Beautifully written!
Zenmomma said…
Beautiful Karen.
Christina said…
Wow, good thing I read that. Mom did not tell me everything, she told me she had found our grandmother; and she never told me she knew why. As for war, she told me it was because of Uncle Buddy that she had issues. I do recall going to peace marches as a child and seeing posters of the Vietnam War and how horrible those images were. I did not learn that Mom had a predjudice bone in her body until I got married and she made a comment that knocked me off my feet. Mom kept me sheltered from a lot and to this day I wish she had not but a part of me is glad she had as I have never been predjudice.
Mrs. G. said…
Yes ma'am...what a beautiful way to bring it home.
Unknown said…
I wish along with you, Karen.

Leslie
Karen, I've been thinking about your grandmother and mother since I read your haunting, beautiful post earlier. I've been thinking that, sometimes, it seems like our mothers and grandmothers show us what we don't want in our own lives, something for us to push against. It's their gift to us. It's made you sensitive and compassionate and loving, seeing or hearing about how they suffered and wishing that things could be different for others who might suffer because they are different, because they're ashamed of their heritage. Your grandmother's and your mother's experiences made you who you are, and you're a wonderful person, Karen. Is this how learning a new way happens? We imperfect humans see what we don't want, what doesn't work, and move toward something else?
Karen Jensen said…
Thank you all for your sweet comments. I think you're right, Laura. Learning a new way happens by moving toward something else--however slowly and imperfectly.
Jodi Anderson said…
Amazing post, amazing story, amazing women. And, the photo is such a treasure and, I imagine, even moreso because of the lives of the people in it.

Thank you for sharing. :)
Sojourner said…
Wow, Karen. I don't remember hearing about your grandmother, before. This is very powerful! Thank you so much for sharing it. And I, too, wish along with you.
Gina said…
Thank you for sharing this with us Karen. I too wish we could learn a new way.

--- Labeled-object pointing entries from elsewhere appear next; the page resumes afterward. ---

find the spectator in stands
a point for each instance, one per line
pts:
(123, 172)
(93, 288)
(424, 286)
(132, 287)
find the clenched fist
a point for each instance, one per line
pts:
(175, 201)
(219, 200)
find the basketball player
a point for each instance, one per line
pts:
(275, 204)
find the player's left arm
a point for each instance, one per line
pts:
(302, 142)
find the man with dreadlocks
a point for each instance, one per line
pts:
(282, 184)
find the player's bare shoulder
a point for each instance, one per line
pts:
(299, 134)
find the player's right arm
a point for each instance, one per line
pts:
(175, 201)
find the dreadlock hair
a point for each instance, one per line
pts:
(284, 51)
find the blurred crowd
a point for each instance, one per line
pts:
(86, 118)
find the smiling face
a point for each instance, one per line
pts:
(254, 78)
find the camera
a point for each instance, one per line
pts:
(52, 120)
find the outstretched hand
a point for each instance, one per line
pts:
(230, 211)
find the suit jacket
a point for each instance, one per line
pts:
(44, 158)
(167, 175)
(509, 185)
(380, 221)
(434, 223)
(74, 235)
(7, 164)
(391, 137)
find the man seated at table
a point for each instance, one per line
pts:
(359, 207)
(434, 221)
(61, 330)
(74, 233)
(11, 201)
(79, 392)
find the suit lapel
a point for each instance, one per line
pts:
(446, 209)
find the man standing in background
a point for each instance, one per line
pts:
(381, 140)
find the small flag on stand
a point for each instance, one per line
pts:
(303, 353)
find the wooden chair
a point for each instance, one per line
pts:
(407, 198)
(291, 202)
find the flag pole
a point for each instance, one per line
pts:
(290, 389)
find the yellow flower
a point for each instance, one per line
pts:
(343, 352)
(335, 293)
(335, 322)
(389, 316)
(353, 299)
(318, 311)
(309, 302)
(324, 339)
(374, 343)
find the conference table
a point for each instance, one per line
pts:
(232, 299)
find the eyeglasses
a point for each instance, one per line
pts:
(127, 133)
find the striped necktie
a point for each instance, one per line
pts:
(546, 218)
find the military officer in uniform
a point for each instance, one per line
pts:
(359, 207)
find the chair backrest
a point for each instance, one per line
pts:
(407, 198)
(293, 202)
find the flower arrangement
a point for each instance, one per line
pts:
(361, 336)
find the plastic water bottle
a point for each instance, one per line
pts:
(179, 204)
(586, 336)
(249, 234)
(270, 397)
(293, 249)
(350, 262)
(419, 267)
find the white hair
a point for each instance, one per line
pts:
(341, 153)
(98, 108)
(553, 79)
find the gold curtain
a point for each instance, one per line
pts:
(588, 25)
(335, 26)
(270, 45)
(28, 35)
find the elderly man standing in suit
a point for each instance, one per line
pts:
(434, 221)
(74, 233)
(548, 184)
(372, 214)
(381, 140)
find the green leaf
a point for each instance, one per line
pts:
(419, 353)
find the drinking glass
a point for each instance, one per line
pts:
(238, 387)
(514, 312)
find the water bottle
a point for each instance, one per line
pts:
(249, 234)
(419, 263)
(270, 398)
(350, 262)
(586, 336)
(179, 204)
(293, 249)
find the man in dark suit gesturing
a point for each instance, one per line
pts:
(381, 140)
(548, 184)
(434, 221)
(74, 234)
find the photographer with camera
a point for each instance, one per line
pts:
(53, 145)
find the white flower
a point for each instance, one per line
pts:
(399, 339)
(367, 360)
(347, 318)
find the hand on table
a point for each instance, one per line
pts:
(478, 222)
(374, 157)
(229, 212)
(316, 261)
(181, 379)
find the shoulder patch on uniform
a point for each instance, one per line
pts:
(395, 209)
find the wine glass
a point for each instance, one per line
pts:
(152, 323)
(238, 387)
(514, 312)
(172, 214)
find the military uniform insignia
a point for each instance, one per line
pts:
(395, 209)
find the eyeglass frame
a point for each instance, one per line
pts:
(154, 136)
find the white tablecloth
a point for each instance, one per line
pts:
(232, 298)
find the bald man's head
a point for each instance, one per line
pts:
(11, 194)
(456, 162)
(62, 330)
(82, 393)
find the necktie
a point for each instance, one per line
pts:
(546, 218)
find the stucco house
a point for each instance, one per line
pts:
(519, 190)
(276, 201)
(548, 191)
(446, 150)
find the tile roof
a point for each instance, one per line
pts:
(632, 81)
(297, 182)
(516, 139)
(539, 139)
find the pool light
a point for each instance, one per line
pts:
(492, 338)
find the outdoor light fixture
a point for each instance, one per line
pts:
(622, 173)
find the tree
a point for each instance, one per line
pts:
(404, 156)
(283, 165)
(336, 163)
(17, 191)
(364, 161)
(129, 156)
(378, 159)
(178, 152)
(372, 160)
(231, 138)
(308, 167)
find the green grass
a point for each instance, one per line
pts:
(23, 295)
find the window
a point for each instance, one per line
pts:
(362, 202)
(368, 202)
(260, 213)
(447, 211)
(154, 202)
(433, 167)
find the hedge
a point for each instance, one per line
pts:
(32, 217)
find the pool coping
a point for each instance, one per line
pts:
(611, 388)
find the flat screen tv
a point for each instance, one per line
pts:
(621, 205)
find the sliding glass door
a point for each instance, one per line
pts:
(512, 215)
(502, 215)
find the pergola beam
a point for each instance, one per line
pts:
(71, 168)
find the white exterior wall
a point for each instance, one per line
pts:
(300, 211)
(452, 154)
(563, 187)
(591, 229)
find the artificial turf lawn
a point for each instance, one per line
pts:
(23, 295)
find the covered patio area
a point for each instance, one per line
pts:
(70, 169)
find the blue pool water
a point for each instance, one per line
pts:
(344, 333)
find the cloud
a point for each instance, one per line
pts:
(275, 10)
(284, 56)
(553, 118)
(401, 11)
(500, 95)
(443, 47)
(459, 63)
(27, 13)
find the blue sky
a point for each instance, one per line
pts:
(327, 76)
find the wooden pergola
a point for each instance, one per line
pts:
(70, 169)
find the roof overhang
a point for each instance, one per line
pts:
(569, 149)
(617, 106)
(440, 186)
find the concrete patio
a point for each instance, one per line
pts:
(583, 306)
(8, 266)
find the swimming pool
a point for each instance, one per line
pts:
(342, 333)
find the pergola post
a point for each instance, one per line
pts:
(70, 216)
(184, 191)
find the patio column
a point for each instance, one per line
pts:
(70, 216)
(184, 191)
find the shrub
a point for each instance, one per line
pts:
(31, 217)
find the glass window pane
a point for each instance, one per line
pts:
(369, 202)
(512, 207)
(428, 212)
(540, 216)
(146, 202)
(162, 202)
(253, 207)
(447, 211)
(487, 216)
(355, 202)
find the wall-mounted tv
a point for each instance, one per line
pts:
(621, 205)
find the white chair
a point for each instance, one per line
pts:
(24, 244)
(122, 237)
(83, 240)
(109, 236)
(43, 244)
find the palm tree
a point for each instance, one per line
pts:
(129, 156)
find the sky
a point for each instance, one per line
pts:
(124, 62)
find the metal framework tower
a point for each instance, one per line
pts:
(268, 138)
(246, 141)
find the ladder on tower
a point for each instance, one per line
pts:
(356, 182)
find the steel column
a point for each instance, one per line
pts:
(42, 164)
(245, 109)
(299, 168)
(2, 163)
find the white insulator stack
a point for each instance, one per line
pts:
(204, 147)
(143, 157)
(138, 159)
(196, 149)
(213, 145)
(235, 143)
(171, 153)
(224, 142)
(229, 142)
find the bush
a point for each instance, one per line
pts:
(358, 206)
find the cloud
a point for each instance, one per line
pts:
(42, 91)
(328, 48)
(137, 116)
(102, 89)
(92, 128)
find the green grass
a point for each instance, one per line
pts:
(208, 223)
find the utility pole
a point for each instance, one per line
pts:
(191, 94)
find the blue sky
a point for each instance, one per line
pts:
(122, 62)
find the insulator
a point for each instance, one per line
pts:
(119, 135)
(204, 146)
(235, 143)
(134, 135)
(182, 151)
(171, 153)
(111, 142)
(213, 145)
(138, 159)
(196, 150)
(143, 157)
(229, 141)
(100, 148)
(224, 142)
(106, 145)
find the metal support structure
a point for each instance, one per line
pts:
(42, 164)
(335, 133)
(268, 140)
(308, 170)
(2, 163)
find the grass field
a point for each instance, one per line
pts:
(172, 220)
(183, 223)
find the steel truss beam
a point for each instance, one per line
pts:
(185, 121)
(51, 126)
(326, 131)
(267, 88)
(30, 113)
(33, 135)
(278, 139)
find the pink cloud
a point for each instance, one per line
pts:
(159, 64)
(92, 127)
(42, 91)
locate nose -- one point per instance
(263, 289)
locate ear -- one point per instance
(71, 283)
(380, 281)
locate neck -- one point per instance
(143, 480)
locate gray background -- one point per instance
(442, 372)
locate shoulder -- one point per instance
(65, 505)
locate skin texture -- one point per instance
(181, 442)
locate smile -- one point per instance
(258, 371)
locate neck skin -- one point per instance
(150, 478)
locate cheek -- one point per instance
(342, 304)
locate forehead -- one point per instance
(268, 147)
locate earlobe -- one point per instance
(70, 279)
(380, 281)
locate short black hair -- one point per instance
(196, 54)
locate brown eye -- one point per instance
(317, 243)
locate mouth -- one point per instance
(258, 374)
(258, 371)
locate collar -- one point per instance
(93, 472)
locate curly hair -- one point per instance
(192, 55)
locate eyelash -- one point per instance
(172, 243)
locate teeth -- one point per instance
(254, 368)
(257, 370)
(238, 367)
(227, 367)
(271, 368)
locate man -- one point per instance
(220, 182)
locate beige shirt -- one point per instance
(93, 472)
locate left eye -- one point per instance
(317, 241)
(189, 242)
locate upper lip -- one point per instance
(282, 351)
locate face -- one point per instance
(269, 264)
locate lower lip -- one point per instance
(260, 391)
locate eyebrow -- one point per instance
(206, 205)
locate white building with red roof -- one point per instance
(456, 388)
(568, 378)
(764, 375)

Thanks for the personal account of the devastation of war. It tends to go on for generations after. And I agree, that photo looks like it could have been taken recently. Your grandmother's hair style must have been cutting edge in those days. A flapper tells me she had an independent spirit.
Ulrike said…
That is a wondeful post and I so agree with you.
Becky Brown said…
I'm late to the party but just have to thank you for sharing that amazing photo and for writing such a lovely post. This is so powerful.
Janet said…
My grandmother was prejudiced, too...for example, she'd tell me to walk on the other side of the street from the new (and only back then) Chinese restaurant in town so they didn't kidnap me and sell me into white slavery.